Never before, he carried any message from school.
Many times I asked him what happened at school and he didn’t know what to say.  With the help from his teachers he made a list of daily activities, which I read and used it to  force conversation about the school. But he has never carried even one message home in his brain. Always on paper.  He had never told me what the teacher did or asked him to do. This was the first and the only time he carried home the message from school.

6.  I also wonder if the number of students and varied activities were not  factors in Robert showing less OCD’s (Obsessive compulsive disorder) behaviors.  As if being exposed to richness and complexities of other students, their varied behaviors, different personalities  resulted in more tolerance for changes.  This is something which had already struck me the previous summer, but I dismissed that as a coincidence.  Now, I think there is a connection….

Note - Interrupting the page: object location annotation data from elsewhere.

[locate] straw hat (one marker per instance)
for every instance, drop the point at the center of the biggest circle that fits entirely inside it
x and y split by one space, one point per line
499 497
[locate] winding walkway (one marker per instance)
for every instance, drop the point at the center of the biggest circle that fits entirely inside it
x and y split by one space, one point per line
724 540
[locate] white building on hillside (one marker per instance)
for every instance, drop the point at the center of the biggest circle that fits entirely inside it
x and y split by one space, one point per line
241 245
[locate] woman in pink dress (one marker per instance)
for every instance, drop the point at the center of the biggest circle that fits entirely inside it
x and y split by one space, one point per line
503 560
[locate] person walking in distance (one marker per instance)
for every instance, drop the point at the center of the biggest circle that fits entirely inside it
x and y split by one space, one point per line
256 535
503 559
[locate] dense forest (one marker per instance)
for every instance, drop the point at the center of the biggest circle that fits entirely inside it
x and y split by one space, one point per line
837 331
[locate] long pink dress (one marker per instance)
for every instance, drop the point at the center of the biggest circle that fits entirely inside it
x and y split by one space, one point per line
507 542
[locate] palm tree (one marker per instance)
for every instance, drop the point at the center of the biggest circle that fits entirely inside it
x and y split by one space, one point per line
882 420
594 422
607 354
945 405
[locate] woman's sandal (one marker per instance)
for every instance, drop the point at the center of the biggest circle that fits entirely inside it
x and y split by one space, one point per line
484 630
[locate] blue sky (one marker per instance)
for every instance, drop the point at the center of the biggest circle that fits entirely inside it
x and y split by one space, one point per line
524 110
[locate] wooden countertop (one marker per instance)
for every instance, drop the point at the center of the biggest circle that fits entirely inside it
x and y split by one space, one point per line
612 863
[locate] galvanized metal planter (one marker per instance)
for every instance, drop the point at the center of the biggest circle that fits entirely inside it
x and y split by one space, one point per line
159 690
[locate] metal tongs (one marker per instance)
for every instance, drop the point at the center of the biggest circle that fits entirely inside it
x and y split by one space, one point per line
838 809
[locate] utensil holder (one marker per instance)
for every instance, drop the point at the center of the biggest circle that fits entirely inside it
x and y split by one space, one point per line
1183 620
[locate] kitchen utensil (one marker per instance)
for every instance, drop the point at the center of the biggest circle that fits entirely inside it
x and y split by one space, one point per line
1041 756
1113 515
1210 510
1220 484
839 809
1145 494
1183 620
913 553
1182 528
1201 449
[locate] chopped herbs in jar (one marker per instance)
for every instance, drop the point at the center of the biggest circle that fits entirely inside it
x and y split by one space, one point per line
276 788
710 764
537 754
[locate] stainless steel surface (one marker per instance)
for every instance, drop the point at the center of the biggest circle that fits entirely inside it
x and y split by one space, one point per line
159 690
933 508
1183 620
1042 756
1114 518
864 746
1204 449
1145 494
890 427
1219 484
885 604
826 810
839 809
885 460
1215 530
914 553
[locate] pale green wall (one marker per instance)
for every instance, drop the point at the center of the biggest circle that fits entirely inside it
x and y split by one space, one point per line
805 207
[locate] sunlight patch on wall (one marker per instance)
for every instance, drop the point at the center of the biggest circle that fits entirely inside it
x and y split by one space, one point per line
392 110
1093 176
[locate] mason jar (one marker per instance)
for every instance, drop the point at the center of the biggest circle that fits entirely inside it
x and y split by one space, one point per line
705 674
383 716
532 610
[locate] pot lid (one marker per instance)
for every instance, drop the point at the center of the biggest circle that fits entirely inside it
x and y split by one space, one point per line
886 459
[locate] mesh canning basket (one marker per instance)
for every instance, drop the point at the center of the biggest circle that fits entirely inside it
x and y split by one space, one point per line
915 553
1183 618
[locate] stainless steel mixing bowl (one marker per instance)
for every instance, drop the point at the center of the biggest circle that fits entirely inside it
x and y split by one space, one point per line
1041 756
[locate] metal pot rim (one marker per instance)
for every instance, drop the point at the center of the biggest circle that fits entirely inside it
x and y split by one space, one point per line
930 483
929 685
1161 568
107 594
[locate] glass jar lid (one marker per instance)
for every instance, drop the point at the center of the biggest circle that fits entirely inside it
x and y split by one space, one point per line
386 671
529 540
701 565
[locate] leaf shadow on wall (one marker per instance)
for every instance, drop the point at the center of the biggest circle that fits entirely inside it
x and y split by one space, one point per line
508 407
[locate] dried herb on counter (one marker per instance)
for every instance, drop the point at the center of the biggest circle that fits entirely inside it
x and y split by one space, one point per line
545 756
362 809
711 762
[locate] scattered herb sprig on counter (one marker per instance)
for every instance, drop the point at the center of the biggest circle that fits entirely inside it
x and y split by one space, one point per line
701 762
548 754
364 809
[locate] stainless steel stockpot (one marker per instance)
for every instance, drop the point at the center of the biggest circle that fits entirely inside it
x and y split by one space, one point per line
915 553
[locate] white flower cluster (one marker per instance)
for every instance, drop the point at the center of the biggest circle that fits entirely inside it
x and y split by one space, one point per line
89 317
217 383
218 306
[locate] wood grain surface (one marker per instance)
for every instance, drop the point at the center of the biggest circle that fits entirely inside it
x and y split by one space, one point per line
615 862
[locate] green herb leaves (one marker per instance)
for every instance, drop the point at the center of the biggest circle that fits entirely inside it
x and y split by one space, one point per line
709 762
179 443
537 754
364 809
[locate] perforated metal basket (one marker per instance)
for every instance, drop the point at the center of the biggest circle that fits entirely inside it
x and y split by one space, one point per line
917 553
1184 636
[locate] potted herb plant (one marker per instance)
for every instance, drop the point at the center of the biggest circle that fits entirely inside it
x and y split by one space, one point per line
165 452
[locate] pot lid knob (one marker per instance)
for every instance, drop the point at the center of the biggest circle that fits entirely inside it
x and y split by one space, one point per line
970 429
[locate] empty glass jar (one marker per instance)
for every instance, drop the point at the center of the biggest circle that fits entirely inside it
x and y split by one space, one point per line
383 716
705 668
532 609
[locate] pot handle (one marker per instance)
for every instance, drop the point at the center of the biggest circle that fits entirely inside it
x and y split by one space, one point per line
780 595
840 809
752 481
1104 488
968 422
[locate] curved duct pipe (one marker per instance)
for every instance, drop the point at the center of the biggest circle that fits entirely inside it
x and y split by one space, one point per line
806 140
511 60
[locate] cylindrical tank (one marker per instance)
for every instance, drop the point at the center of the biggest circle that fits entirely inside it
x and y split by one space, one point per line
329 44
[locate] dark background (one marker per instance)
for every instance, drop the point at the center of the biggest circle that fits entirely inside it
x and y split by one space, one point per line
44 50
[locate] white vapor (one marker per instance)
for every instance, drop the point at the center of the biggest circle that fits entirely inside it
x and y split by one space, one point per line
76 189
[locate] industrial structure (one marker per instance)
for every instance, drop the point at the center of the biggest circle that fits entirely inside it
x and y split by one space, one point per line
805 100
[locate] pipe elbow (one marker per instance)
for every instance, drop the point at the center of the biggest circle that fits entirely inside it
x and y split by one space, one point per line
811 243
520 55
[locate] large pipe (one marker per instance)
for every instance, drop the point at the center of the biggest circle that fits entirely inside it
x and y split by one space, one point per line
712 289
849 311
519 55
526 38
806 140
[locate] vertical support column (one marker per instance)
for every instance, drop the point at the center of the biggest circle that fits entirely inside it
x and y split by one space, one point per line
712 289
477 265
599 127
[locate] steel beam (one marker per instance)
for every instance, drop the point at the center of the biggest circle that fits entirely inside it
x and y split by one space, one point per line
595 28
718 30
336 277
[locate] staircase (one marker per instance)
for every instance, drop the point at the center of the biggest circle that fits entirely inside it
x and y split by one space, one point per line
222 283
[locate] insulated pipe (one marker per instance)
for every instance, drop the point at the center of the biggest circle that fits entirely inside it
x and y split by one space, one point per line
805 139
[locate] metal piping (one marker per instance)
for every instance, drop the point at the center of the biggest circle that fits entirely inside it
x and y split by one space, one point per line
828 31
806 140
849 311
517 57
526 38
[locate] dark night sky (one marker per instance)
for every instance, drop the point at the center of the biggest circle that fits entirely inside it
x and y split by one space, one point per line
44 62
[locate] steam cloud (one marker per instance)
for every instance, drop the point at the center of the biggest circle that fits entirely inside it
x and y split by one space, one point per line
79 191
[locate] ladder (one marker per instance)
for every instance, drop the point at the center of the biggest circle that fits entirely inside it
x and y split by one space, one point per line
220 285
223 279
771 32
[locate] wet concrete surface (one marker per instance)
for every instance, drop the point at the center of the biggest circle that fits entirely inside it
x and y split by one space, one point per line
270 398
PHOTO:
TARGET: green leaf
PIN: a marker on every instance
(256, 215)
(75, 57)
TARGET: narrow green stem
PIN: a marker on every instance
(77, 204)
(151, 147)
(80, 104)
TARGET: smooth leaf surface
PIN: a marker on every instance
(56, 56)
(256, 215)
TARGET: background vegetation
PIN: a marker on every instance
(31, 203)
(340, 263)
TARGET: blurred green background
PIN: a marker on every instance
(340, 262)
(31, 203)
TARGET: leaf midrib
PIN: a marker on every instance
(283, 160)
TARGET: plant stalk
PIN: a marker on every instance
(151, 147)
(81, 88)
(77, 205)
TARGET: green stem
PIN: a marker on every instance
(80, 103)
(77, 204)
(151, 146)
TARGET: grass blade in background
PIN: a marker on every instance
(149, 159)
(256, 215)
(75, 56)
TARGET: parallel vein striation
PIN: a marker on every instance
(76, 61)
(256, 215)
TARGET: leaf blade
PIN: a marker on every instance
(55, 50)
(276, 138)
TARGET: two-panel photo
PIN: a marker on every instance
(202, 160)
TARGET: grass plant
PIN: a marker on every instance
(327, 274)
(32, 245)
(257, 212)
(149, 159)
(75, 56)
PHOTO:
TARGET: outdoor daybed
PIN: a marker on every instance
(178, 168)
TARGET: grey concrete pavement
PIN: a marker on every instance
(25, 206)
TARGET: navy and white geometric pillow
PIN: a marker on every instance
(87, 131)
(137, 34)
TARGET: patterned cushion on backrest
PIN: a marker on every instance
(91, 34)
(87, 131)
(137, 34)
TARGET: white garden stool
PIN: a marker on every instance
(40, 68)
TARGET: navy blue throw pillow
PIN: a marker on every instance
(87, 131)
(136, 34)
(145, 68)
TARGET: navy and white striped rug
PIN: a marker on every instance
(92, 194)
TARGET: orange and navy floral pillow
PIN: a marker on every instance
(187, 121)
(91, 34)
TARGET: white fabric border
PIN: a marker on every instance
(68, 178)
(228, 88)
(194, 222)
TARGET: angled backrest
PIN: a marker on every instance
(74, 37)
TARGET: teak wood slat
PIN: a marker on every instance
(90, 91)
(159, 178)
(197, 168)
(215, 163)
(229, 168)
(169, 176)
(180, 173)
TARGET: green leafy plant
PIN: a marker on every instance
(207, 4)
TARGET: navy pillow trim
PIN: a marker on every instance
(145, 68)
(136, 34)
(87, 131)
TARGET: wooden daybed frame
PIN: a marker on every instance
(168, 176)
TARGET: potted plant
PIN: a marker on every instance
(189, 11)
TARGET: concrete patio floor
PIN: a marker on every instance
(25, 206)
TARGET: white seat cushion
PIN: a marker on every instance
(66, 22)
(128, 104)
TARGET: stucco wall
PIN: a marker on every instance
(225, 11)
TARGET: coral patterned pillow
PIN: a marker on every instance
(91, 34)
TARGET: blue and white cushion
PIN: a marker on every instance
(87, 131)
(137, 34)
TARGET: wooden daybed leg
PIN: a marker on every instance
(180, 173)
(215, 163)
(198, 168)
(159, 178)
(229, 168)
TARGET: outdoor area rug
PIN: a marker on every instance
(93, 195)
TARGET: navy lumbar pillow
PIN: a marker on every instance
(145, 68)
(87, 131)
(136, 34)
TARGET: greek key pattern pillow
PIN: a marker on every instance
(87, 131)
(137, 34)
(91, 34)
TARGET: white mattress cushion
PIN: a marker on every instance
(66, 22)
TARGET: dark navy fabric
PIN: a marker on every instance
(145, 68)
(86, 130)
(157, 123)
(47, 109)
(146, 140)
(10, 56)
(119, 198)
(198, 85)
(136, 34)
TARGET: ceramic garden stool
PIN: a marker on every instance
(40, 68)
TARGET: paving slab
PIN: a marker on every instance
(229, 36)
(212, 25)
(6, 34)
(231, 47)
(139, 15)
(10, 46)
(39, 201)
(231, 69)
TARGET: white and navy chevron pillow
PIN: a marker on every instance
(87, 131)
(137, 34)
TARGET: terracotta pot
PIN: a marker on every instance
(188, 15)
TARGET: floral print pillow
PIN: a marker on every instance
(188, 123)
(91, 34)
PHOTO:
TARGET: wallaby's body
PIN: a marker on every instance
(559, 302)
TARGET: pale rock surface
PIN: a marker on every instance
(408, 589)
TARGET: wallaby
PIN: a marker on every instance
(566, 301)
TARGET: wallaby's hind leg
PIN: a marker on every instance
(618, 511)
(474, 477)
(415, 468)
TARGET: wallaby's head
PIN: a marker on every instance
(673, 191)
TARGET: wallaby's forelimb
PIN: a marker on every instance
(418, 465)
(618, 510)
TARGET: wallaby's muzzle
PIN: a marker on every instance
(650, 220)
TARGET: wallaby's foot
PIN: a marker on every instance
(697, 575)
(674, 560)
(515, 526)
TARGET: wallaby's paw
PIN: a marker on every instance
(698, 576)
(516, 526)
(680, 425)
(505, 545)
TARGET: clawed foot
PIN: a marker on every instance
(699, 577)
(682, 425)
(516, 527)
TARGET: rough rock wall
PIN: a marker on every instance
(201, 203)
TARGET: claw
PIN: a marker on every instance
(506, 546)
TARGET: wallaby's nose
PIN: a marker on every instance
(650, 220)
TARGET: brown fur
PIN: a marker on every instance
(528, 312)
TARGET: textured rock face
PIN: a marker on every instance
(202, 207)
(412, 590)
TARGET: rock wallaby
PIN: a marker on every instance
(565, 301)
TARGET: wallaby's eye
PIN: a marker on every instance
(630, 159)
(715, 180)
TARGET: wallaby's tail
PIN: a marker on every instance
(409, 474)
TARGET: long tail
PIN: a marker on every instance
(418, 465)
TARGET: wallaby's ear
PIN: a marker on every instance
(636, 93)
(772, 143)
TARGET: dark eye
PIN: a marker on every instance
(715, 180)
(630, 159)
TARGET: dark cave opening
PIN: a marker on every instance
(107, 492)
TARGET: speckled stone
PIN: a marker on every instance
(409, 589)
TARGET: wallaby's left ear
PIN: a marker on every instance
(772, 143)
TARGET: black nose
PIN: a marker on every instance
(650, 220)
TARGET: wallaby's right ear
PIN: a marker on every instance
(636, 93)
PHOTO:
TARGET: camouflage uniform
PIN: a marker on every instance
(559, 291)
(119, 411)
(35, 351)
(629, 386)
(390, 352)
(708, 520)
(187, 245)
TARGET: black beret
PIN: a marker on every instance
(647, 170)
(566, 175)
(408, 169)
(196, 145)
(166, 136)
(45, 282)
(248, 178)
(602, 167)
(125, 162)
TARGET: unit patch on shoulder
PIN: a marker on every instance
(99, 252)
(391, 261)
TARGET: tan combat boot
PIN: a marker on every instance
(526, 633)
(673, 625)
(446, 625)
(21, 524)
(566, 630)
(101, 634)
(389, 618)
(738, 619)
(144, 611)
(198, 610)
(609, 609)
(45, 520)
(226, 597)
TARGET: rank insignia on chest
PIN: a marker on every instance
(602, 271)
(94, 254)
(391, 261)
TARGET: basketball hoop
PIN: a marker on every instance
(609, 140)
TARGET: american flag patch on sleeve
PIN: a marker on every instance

Robert had a busy summer.  I had a busy summer as well.  Robert wanted to learn more, to know more, to talk better.  He was the force behind our studies together, not me.  So we did a lot of work.  Robert kept me busy and so I didn’t write much.

Every day, Robert puts some of the worksheets in the red folder. He places the folder in his backpack.  He expects to go to the collaborative again.  The red folder is getting ticker and ticker.  I am telling Robert that the program is over.  He doesn’t want to believe me.    He found a place for himself.  How can he not go there again?